This is a response to VC 29 Suzanne 6 ("Encore")...
Thank you for you kind comments on THE BODY BESTIARY, Suzanne. I don't know if they'll be an encore of it (though in recent months, some of the characters, such as the Monkey Boy, have poked their voices into a poem or two). But there will be other poems. As the self appointed court poet jester of Archipelagoland, I feel that it's my duty to try to provide at least one an issue. This issue you have lots (all those pesky wordplay poems).

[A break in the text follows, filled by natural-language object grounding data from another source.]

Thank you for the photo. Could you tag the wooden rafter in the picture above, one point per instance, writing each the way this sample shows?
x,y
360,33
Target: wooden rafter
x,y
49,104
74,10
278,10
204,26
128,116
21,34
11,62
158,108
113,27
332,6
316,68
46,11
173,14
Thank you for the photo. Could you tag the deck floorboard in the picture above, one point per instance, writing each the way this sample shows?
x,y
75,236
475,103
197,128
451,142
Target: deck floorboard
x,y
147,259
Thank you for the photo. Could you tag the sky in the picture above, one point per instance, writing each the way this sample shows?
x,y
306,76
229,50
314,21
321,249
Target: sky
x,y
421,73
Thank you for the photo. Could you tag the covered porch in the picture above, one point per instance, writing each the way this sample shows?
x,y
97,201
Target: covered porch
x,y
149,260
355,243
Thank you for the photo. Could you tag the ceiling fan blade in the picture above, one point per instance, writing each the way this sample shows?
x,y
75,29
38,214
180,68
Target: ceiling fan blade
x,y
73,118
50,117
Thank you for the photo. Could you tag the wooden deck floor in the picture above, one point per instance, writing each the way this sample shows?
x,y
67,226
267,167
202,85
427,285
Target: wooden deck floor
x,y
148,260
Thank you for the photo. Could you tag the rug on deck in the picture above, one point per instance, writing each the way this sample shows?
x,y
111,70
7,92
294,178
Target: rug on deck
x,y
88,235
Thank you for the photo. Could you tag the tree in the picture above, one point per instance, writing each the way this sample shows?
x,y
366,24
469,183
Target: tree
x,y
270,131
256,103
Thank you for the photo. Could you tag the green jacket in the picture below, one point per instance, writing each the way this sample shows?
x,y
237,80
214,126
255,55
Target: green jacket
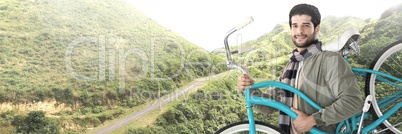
x,y
327,79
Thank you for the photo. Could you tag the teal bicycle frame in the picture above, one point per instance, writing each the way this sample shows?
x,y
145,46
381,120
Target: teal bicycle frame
x,y
351,122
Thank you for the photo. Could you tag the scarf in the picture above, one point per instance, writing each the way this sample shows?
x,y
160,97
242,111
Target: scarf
x,y
289,77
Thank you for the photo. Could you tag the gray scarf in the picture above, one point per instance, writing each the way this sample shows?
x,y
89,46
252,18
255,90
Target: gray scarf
x,y
289,77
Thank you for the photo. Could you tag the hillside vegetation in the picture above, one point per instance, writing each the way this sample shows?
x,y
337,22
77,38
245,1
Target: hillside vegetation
x,y
220,104
96,58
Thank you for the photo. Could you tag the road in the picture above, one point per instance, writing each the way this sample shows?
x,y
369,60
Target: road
x,y
148,109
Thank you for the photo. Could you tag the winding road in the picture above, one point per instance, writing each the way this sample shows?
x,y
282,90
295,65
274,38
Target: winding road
x,y
148,109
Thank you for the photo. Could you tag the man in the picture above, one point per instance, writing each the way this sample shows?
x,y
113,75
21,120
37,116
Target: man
x,y
325,77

Here's another poem, but this one is of the "adult" variety. It's of the same prose poem style as "The Aliens," which appeared in Issue 28. Since Yumi expressed some interest in perhaps using the latter in the junior high lit. classes, and since she asked me if I had any more of these sorts of pieces that she could use, I'm going to risk seeming even more indulgent than I have been already in this issue and present the following:
A black night curves up into the clouds. The giant husband sleeps seated at his giant table, his giant, wispy-haired head cradled on his cupped hand. The giant mouse who lives behind the stove sleeps, too, not far from the giant wife, who stirs a black, cast iron pot of porridge with a wooden spoon. This is what Jack sees, as he enters through a crack in the heavy, oaken door, as he stands on the stone floor in a corner next to the broom, its bristles as thick as tree trunks.
Even the minutes are giant here; A crumb like a giant ball of bread. Jack has to nibble quickly, before the ants, big as freight trains, draw inside along the same path as his. And there are flies like silent, deadly helicopters, and fleas, kangaroos with jaws as big as houses. He must watch out for the birds, too. In the sparrow's maw, Jack would look like a slowly moving speck of dust on the Sahara Desert that is the caught worm's flesh.

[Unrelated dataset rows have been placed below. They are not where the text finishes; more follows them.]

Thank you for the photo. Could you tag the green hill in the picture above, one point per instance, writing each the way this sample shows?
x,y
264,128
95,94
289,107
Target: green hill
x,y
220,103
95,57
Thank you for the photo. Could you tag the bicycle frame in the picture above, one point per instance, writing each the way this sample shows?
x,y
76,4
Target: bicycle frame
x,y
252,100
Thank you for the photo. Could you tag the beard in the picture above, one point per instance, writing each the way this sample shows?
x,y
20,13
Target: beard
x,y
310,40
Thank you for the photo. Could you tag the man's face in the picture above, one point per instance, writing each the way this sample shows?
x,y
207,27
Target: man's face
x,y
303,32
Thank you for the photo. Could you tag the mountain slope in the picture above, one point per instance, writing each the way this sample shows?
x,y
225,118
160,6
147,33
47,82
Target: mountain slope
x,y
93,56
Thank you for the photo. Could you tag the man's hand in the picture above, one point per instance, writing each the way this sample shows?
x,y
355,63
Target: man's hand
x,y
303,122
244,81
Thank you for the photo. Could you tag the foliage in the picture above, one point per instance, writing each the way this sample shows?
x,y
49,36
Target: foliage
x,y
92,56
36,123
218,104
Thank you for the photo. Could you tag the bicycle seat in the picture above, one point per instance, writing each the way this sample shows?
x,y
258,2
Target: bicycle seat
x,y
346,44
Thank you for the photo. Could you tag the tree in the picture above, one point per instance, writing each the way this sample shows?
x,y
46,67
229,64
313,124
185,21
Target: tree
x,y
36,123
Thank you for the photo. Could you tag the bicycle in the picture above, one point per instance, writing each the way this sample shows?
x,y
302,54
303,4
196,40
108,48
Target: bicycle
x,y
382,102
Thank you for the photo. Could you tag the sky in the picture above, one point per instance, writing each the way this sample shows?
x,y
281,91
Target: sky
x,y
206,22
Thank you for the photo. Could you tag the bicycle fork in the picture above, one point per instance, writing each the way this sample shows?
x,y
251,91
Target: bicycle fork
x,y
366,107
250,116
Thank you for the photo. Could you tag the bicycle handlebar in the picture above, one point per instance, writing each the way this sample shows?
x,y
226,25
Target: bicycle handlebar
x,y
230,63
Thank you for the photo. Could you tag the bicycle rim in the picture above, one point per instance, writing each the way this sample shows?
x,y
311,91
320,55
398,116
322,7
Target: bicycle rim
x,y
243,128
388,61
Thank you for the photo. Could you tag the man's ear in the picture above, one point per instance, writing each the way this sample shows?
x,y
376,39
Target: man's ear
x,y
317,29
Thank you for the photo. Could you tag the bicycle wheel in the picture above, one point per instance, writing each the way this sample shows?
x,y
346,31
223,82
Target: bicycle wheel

So Jack takes his fallen crumb ball, and he rolls it out into the shade of the garden under the brambly branches, the topmost viny roots of the blackberry bushes. This place seems a cathedral to him, but it's too dense for the others, too low and thorny. Here, Jack takes off baseball size gobs and lays down on his back and chews contentedly. "It is not so bad being tiny," he thinks, "being that my sadness
is tiny, too, my tears
like the little
of little pins. . ."
By the way, on deconstruction, I'm not expert on it either, but let me amend a bit what you said to Roger in your voice card 5 about this subject.

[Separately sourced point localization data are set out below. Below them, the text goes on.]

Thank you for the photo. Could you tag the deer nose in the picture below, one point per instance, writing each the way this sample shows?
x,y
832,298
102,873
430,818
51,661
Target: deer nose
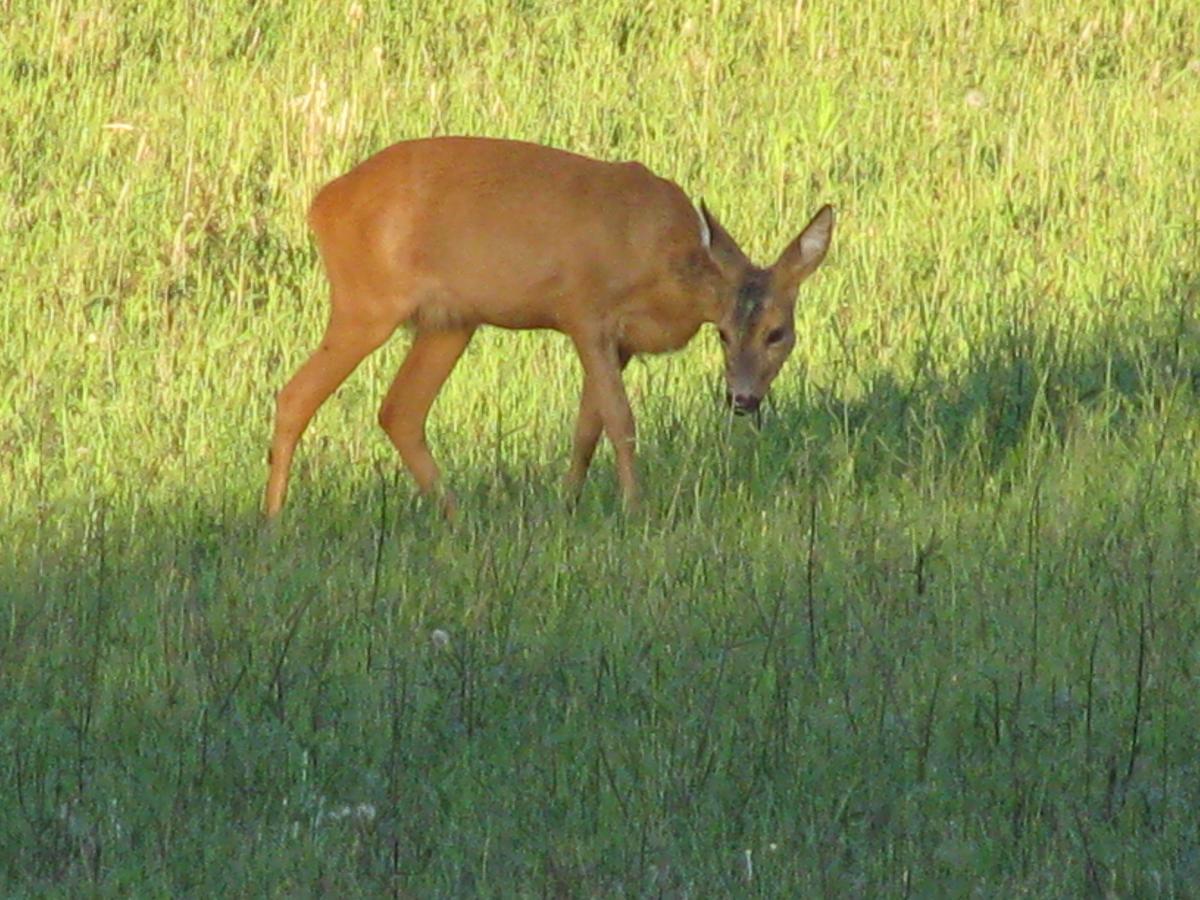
x,y
742,403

You wrote that deconstruction "attempts to prove that there is no meaning in literature." I think that a deconstructionist would amend that to say that there is no one meaning to a text, or no dominant meaning, even if an author intends one. If Roger is really interested, there is a good easy-to-read little book by Terry Eagleton called LITERARY THEORY that can shed some light on the subject.
But I can say this with some assurance: Having been around more than a few English Lit. grad students in my time, I can say that the final sentence of your voice card is right on: "Although I can't vouch for the accuracy of this statement, I know depression when I see it."